Por eso “para la Iglesia la opción por los pobres es una categoría
teológica antes que cultural, sociológica, política o filosófica. Dios les
otorga su primera misericordia. Esta preferencia divina tiene consecuencias en
la vida de fe de todos los cristianos, llamados a tener los mismos sentimientos
de Jesucristo (…) Esta opción -enseñaba Benedicto XVI- está implícita en la fe
cristológica en aquel Dios que se ha hecho pobre por nosotros, para
enriquecernos con su pobreza” (Evangelii Gaudium 198).
Pues bien, en estos tiempos de coronavirus ha salido a la luz lo
que ya era evidente pero que no logramos afrontar decisivamente: las
consecuencias de esta pandemia están afectando a todos, pero,
indiscutiblemente, mucho más a los pobres. Es verdad que a nivel mundial la
recesión que comienza a darse, según dicen los expertos, será peor que la Gran Depresión
de 1929. También es verdad que muchas personas de clase media/alta están
viviendo de sus ahorros y esto les está llevando a descapitalizarse y, por
tanto, comienzan a formar parte de la lista de desempleados y endeudados. Pero
los pobres del mundo evidencian “con creces” la desprotección en que viven: el
hambre les está golpeando abrumadoramente, los contagios son inevitables porque
para ellos la cuarentena es muy difícil de guardar ya que viven en casas de cualquier
material, con hacinamiento exagerado y sin servicios públicos y el teletrabajo
o la educación virtual es inalcanzable para ellos. Las ayudas que les llegan
son irrisorias cuando se comparan con lo que uno gasta yendo al mercado para
comprar alimentos para una semana. Los pobres han de sobrevivir con esa ínfima
ayuda, un mes o todo lo que dure la pandemia. Y, esto, a los que les llega algo
porque están inscritos en algún listado oficial, pero todos los demás que no están
registrados, ni eso han recibido. Por eso no es de extrañar que “Dios les otorgue
su primera misericordia”, como se dijo antes, o como dice el salmista: “Sé que
Yahveh le hará justicia al humilde y llevará el juicio de los pobres” (140,13).

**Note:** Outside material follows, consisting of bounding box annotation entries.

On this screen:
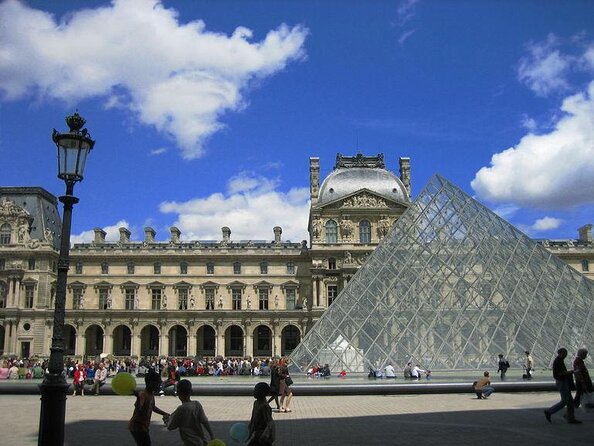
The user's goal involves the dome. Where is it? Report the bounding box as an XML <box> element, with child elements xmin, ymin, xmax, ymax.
<box><xmin>317</xmin><ymin>167</ymin><xmax>409</xmax><ymax>205</ymax></box>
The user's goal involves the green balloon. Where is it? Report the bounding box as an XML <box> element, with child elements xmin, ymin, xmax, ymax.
<box><xmin>111</xmin><ymin>372</ymin><xmax>136</xmax><ymax>395</ymax></box>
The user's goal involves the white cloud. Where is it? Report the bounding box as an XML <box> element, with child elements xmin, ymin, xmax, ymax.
<box><xmin>518</xmin><ymin>34</ymin><xmax>575</xmax><ymax>96</ymax></box>
<box><xmin>150</xmin><ymin>147</ymin><xmax>167</xmax><ymax>155</ymax></box>
<box><xmin>471</xmin><ymin>81</ymin><xmax>594</xmax><ymax>208</ymax></box>
<box><xmin>70</xmin><ymin>220</ymin><xmax>130</xmax><ymax>244</ymax></box>
<box><xmin>0</xmin><ymin>0</ymin><xmax>307</xmax><ymax>159</ymax></box>
<box><xmin>159</xmin><ymin>172</ymin><xmax>309</xmax><ymax>242</ymax></box>
<box><xmin>531</xmin><ymin>217</ymin><xmax>563</xmax><ymax>231</ymax></box>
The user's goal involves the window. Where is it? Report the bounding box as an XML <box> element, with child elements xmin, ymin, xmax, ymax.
<box><xmin>326</xmin><ymin>220</ymin><xmax>338</xmax><ymax>243</ymax></box>
<box><xmin>25</xmin><ymin>285</ymin><xmax>35</xmax><ymax>308</ymax></box>
<box><xmin>204</xmin><ymin>288</ymin><xmax>214</xmax><ymax>310</ymax></box>
<box><xmin>285</xmin><ymin>288</ymin><xmax>297</xmax><ymax>310</ymax></box>
<box><xmin>99</xmin><ymin>287</ymin><xmax>109</xmax><ymax>310</ymax></box>
<box><xmin>151</xmin><ymin>288</ymin><xmax>162</xmax><ymax>310</ymax></box>
<box><xmin>359</xmin><ymin>220</ymin><xmax>371</xmax><ymax>243</ymax></box>
<box><xmin>231</xmin><ymin>288</ymin><xmax>241</xmax><ymax>310</ymax></box>
<box><xmin>124</xmin><ymin>288</ymin><xmax>136</xmax><ymax>310</ymax></box>
<box><xmin>258</xmin><ymin>288</ymin><xmax>268</xmax><ymax>310</ymax></box>
<box><xmin>0</xmin><ymin>281</ymin><xmax>8</xmax><ymax>308</ymax></box>
<box><xmin>0</xmin><ymin>223</ymin><xmax>12</xmax><ymax>245</ymax></box>
<box><xmin>72</xmin><ymin>287</ymin><xmax>83</xmax><ymax>310</ymax></box>
<box><xmin>177</xmin><ymin>288</ymin><xmax>188</xmax><ymax>310</ymax></box>
<box><xmin>328</xmin><ymin>285</ymin><xmax>338</xmax><ymax>306</ymax></box>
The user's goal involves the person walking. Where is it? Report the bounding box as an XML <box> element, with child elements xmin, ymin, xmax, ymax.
<box><xmin>573</xmin><ymin>348</ymin><xmax>594</xmax><ymax>407</ymax></box>
<box><xmin>497</xmin><ymin>353</ymin><xmax>509</xmax><ymax>381</ymax></box>
<box><xmin>544</xmin><ymin>347</ymin><xmax>581</xmax><ymax>424</ymax></box>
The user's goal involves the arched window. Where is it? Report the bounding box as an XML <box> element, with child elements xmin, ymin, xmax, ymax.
<box><xmin>359</xmin><ymin>220</ymin><xmax>371</xmax><ymax>243</ymax></box>
<box><xmin>326</xmin><ymin>220</ymin><xmax>338</xmax><ymax>243</ymax></box>
<box><xmin>0</xmin><ymin>223</ymin><xmax>12</xmax><ymax>245</ymax></box>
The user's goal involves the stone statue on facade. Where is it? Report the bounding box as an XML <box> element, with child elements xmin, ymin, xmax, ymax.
<box><xmin>377</xmin><ymin>216</ymin><xmax>392</xmax><ymax>239</ymax></box>
<box><xmin>311</xmin><ymin>218</ymin><xmax>322</xmax><ymax>239</ymax></box>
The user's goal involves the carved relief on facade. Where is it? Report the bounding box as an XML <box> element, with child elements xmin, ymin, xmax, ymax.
<box><xmin>377</xmin><ymin>216</ymin><xmax>392</xmax><ymax>240</ymax></box>
<box><xmin>340</xmin><ymin>218</ymin><xmax>355</xmax><ymax>241</ymax></box>
<box><xmin>342</xmin><ymin>192</ymin><xmax>388</xmax><ymax>208</ymax></box>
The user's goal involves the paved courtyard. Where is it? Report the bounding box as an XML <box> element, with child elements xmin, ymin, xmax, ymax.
<box><xmin>0</xmin><ymin>392</ymin><xmax>594</xmax><ymax>446</ymax></box>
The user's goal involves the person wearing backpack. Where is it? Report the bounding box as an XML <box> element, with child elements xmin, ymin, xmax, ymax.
<box><xmin>497</xmin><ymin>353</ymin><xmax>509</xmax><ymax>381</ymax></box>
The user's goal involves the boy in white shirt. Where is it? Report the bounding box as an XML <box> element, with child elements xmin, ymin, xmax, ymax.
<box><xmin>163</xmin><ymin>379</ymin><xmax>214</xmax><ymax>446</ymax></box>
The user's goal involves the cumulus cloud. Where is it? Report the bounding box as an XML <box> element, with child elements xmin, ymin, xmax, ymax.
<box><xmin>159</xmin><ymin>172</ymin><xmax>309</xmax><ymax>242</ymax></box>
<box><xmin>471</xmin><ymin>81</ymin><xmax>594</xmax><ymax>208</ymax></box>
<box><xmin>531</xmin><ymin>217</ymin><xmax>563</xmax><ymax>231</ymax></box>
<box><xmin>70</xmin><ymin>220</ymin><xmax>130</xmax><ymax>244</ymax></box>
<box><xmin>0</xmin><ymin>0</ymin><xmax>307</xmax><ymax>159</ymax></box>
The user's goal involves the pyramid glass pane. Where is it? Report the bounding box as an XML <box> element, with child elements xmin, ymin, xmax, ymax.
<box><xmin>291</xmin><ymin>176</ymin><xmax>594</xmax><ymax>372</ymax></box>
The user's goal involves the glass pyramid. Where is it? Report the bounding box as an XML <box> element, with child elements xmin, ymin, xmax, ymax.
<box><xmin>291</xmin><ymin>175</ymin><xmax>594</xmax><ymax>372</ymax></box>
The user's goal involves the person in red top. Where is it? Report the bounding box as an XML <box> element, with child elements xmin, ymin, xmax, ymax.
<box><xmin>72</xmin><ymin>364</ymin><xmax>87</xmax><ymax>396</ymax></box>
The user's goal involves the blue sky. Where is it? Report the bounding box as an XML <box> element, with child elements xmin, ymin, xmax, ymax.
<box><xmin>0</xmin><ymin>0</ymin><xmax>594</xmax><ymax>241</ymax></box>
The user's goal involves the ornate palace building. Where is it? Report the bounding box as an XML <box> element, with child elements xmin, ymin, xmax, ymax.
<box><xmin>0</xmin><ymin>154</ymin><xmax>411</xmax><ymax>357</ymax></box>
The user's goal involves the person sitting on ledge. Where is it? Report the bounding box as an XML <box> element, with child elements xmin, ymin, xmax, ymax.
<box><xmin>473</xmin><ymin>372</ymin><xmax>495</xmax><ymax>400</ymax></box>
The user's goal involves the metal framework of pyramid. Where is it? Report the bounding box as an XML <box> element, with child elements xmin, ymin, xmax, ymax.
<box><xmin>291</xmin><ymin>175</ymin><xmax>594</xmax><ymax>372</ymax></box>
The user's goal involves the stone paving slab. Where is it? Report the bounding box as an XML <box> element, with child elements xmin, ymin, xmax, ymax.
<box><xmin>0</xmin><ymin>392</ymin><xmax>594</xmax><ymax>446</ymax></box>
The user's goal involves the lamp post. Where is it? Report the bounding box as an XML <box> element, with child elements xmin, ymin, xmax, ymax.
<box><xmin>38</xmin><ymin>113</ymin><xmax>95</xmax><ymax>446</ymax></box>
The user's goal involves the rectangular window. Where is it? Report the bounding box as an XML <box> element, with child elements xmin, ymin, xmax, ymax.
<box><xmin>25</xmin><ymin>285</ymin><xmax>35</xmax><ymax>308</ymax></box>
<box><xmin>151</xmin><ymin>288</ymin><xmax>162</xmax><ymax>310</ymax></box>
<box><xmin>204</xmin><ymin>288</ymin><xmax>214</xmax><ymax>310</ymax></box>
<box><xmin>285</xmin><ymin>288</ymin><xmax>297</xmax><ymax>310</ymax></box>
<box><xmin>99</xmin><ymin>287</ymin><xmax>109</xmax><ymax>310</ymax></box>
<box><xmin>177</xmin><ymin>288</ymin><xmax>188</xmax><ymax>310</ymax></box>
<box><xmin>328</xmin><ymin>285</ymin><xmax>338</xmax><ymax>306</ymax></box>
<box><xmin>231</xmin><ymin>288</ymin><xmax>241</xmax><ymax>310</ymax></box>
<box><xmin>258</xmin><ymin>288</ymin><xmax>268</xmax><ymax>310</ymax></box>
<box><xmin>72</xmin><ymin>288</ymin><xmax>82</xmax><ymax>310</ymax></box>
<box><xmin>124</xmin><ymin>288</ymin><xmax>136</xmax><ymax>310</ymax></box>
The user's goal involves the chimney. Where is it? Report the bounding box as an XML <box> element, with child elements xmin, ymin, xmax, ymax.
<box><xmin>144</xmin><ymin>226</ymin><xmax>157</xmax><ymax>243</ymax></box>
<box><xmin>272</xmin><ymin>226</ymin><xmax>283</xmax><ymax>244</ymax></box>
<box><xmin>169</xmin><ymin>226</ymin><xmax>181</xmax><ymax>243</ymax></box>
<box><xmin>93</xmin><ymin>228</ymin><xmax>107</xmax><ymax>245</ymax></box>
<box><xmin>309</xmin><ymin>156</ymin><xmax>320</xmax><ymax>203</ymax></box>
<box><xmin>221</xmin><ymin>226</ymin><xmax>231</xmax><ymax>243</ymax></box>
<box><xmin>400</xmin><ymin>157</ymin><xmax>412</xmax><ymax>199</ymax></box>
<box><xmin>120</xmin><ymin>228</ymin><xmax>130</xmax><ymax>243</ymax></box>
<box><xmin>578</xmin><ymin>224</ymin><xmax>592</xmax><ymax>243</ymax></box>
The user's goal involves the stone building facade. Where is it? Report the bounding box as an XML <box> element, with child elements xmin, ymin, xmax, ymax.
<box><xmin>0</xmin><ymin>154</ymin><xmax>594</xmax><ymax>357</ymax></box>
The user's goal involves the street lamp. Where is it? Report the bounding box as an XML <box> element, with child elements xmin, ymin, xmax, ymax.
<box><xmin>37</xmin><ymin>113</ymin><xmax>95</xmax><ymax>446</ymax></box>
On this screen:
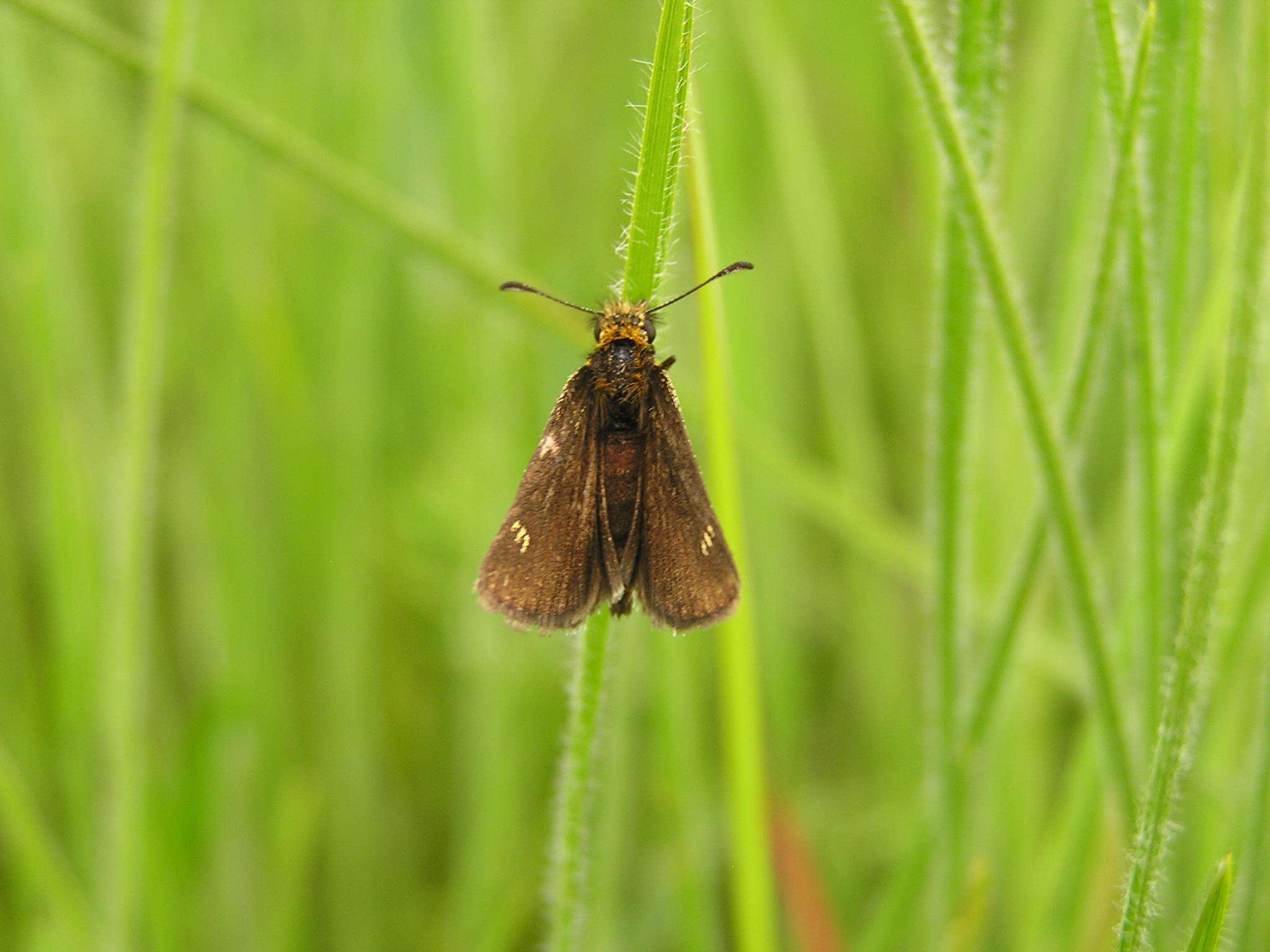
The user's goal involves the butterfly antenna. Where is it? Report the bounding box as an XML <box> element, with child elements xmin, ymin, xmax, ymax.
<box><xmin>498</xmin><ymin>281</ymin><xmax>601</xmax><ymax>317</ymax></box>
<box><xmin>647</xmin><ymin>262</ymin><xmax>755</xmax><ymax>314</ymax></box>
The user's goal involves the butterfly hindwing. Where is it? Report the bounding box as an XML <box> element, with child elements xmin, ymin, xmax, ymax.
<box><xmin>635</xmin><ymin>367</ymin><xmax>740</xmax><ymax>631</ymax></box>
<box><xmin>476</xmin><ymin>367</ymin><xmax>602</xmax><ymax>628</ymax></box>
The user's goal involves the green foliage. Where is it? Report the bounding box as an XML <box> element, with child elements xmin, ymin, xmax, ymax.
<box><xmin>0</xmin><ymin>0</ymin><xmax>1270</xmax><ymax>952</ymax></box>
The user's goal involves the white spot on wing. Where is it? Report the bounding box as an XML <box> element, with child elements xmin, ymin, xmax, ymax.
<box><xmin>509</xmin><ymin>519</ymin><xmax>530</xmax><ymax>552</ymax></box>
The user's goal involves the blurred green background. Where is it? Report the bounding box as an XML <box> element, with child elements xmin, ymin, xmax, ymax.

Lo que interesa pensar aquí, es sobre nuestro compromiso cristiano
con la justicia, con la vida de los más pobres. Aunque ha habido desborde de
solidaridad de muchos creyentes, esto no basta. Es preciso preguntarse si estamos
pensando en un cambio estructural que modifique la distribución de las riquezas
del mundo y, para las próximas situaciones límite, no sean los pobres los que,
una vez más, salgan peor librados. Sin embargo, no es fácil dar pasos decisivos
en este sentido. Aunque el presidente de Francia reconoció la fragilidad del
sistema de salud pública de su país (fragilidad que él había promovido al no
escuchar sus reclamos en los meses anteriores a esta pandemia) otros se siguen
lavando las manos como el presidente de Brasil que raya con la inhumanidad al
declarar que “él no hace milagros”.
Lamentablemente, hay muchas personas colonizadas “mentalmente” por
el afán de riqueza capitalista y solo están esperando que se suprima la
cuarentena para retomar la vida -como ella ha sido- trabajando mucho más duro
para recuperar lo perdido, pero seguramente con la misma lógica del consumismo,
del acaparamiento, del triunfo del más fuerte (o del más “avivato”, como se
dice en Colombia). De hecho, es una vergüenza para el país que un gobernador ya
fue suspendido y muchos otros mandatarios locales están siendo investigados
porque los montos recibidos para distribuir entre los pobres fueron a manos de
contratistas que han facturado “sobrecostos” -típicos del sistema de corrupción
instalado en tantos frentes- que solo piensa en cómo ganar más, a costa de lo
que sea. Seguramente, luego muchos de estos mandatarios investigados saldrán
bien librados “legalmente” porque las leyes son fácilmente manipulables para
mostrar que algo fue “legal” aunque no haya sido “moral”.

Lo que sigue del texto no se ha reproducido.